From How Windows parses the command-line it is clear that the only character that might cause unexpected results is a double-quote. So we need a convention for handling these and arguments in general:

  • The argument is treated as unescaped.
  • Any double-quotes in an argument are escaped as literal double-quotes.
  • An argument will not be enclosed in double-quotes unless absolutely necessary.

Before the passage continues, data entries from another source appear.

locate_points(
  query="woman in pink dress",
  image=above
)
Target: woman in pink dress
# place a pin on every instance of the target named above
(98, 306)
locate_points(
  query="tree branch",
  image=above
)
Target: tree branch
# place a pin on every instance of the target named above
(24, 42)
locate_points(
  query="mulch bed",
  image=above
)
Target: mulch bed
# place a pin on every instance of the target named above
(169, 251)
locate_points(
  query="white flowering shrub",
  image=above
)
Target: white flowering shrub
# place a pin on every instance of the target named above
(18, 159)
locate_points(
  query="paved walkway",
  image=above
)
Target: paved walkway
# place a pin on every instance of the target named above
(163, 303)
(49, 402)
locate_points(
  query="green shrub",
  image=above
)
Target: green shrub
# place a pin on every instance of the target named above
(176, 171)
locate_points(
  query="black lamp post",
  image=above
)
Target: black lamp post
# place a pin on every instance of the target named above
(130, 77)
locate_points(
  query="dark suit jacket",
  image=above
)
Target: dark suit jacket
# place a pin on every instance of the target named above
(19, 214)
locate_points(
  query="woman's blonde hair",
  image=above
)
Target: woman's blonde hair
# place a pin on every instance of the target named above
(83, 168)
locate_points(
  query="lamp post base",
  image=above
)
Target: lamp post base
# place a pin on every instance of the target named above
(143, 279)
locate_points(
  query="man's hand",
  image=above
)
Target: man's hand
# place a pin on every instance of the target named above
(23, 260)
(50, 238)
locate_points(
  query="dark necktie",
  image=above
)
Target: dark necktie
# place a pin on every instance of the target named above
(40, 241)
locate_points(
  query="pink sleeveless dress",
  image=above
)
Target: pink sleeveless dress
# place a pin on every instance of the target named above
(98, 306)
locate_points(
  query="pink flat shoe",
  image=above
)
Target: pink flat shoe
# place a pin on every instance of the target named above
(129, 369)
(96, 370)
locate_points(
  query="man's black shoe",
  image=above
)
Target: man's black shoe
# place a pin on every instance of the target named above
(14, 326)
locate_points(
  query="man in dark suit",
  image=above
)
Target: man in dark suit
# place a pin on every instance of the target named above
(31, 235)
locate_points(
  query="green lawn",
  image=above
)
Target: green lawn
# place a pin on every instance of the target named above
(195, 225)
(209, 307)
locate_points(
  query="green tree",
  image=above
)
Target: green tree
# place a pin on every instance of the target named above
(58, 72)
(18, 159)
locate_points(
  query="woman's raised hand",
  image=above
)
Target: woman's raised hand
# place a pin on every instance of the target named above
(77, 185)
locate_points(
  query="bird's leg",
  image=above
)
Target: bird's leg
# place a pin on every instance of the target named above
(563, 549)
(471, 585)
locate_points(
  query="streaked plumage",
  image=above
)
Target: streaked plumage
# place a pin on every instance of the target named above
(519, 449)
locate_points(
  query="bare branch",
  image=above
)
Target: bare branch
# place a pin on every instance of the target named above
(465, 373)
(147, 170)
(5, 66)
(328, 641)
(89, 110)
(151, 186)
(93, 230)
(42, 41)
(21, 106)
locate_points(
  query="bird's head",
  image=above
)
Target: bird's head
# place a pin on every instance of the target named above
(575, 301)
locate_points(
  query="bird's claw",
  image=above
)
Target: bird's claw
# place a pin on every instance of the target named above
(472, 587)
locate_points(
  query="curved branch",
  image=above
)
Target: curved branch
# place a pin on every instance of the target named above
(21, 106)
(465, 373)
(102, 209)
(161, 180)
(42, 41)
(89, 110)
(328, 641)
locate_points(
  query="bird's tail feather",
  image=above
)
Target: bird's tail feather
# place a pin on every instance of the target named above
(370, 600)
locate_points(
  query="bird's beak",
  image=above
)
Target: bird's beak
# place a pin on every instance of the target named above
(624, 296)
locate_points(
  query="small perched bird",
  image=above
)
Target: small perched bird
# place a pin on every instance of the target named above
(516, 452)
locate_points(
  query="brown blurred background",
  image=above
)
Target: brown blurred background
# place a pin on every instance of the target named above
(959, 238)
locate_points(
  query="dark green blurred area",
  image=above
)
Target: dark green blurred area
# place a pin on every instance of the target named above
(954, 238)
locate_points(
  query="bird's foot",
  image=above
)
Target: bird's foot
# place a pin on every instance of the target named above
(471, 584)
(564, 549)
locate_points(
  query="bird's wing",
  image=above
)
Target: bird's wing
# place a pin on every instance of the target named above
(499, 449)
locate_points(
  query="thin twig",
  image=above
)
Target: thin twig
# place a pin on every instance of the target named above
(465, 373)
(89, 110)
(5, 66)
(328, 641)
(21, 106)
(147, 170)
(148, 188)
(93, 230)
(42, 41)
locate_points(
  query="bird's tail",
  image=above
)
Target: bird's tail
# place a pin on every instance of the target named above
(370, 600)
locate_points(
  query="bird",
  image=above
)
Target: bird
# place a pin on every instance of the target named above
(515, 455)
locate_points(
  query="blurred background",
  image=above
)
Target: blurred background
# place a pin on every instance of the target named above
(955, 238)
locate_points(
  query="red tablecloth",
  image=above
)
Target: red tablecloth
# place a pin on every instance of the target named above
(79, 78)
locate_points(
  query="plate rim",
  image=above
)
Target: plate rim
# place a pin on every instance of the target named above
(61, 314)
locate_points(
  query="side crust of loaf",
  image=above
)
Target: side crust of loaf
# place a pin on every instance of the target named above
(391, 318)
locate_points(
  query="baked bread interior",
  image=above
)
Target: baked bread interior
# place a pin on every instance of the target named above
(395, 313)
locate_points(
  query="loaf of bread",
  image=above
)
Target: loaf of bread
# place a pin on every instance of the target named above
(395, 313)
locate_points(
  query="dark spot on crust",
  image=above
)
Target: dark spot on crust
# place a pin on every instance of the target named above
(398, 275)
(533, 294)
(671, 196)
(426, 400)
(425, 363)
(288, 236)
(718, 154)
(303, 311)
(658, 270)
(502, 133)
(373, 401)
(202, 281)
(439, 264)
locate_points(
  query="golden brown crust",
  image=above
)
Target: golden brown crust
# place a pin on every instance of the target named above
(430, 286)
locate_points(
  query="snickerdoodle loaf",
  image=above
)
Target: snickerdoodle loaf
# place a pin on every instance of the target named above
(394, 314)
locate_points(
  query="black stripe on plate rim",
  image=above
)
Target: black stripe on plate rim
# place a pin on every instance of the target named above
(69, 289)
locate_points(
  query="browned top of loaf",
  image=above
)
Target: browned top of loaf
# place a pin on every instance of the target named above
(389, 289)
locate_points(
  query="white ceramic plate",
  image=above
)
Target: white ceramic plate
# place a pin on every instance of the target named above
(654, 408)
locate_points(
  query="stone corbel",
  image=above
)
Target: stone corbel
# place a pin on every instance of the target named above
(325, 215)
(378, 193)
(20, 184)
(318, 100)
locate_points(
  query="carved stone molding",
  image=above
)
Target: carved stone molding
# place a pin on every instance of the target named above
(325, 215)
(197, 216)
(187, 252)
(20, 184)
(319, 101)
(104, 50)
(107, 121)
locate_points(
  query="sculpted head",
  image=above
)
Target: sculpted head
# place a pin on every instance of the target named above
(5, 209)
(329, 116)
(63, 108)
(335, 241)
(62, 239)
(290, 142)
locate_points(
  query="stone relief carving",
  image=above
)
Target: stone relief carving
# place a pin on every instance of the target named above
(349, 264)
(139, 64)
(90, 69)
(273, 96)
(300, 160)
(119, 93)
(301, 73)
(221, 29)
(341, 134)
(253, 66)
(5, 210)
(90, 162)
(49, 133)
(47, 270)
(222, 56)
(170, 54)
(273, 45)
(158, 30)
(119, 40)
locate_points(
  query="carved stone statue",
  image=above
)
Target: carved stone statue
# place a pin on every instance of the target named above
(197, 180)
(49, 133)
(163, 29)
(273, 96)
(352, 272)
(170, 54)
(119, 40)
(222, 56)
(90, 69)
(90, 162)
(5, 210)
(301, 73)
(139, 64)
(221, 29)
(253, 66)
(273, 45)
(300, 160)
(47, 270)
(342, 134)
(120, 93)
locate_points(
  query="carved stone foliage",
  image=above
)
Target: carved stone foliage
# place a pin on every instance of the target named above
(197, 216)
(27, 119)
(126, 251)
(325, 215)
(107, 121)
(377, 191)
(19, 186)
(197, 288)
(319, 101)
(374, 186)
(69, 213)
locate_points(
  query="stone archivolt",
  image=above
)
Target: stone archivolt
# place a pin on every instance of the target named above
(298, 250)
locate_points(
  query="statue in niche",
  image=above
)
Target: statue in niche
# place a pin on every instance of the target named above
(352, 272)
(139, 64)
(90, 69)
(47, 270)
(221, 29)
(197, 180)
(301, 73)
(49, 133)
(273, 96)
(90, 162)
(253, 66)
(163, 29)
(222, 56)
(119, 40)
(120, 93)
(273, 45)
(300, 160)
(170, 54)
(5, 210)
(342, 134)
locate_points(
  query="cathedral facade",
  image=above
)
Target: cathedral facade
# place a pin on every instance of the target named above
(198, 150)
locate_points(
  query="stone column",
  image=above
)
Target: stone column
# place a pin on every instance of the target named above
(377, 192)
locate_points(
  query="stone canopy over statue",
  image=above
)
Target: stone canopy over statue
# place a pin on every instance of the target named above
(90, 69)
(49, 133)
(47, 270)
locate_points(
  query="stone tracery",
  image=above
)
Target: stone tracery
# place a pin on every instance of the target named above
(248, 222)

This will avoid inconsistencies when handling consecutive double-quotes and enable each argument to be included in a command-line without it affecting other items. It will also prevent double-quotes breaking batch scripts.

Outline

Having defined our convention, the steps to escape an argument are simply:

  1. Replace all [backslashes] double-quote with [2 x backslashes] backslash double-quote.
  2. If a space or tab character is found, or the argument is empty:
    1. double up trailing backslashes.
    2. add surrounding double-quotes.

PHP code

function escapeWin($arg)
{
    $arg = preg_replace('/(\\\\*)"/', '$1$1\\"', $arg);

    if (strpbrk($arg, " \t") !== false || $arg === '') {
        $arg = preg_replace('/(\\\\*)$/', '$1$1', $arg);
        $arg = '"'.$arg.'"';
    }
    return $arg;
}

Incorporating cmd.exe

From How cmd.exe parses a command we know that meta characters have a special meaning. How we deal with these is split into the following sections:

Double-quotes

From the point of view of cmd, all double-quotes either start or end a quoted-string, regardless of whether they are backslash-escaped. This could have unexpected consequences if there is an odd number of double quotes, or in other situations.

For example, the argument colors="red & blue" would be escaped as:

"colors=\"red & blue\""

However the & character is no longer protected by the opening double-quote, because the quoted-string has been closed by the first literal (backslash-escaped) double-quote. The result is that the argument is split by the & character and cmd trys to call a program named blue\"".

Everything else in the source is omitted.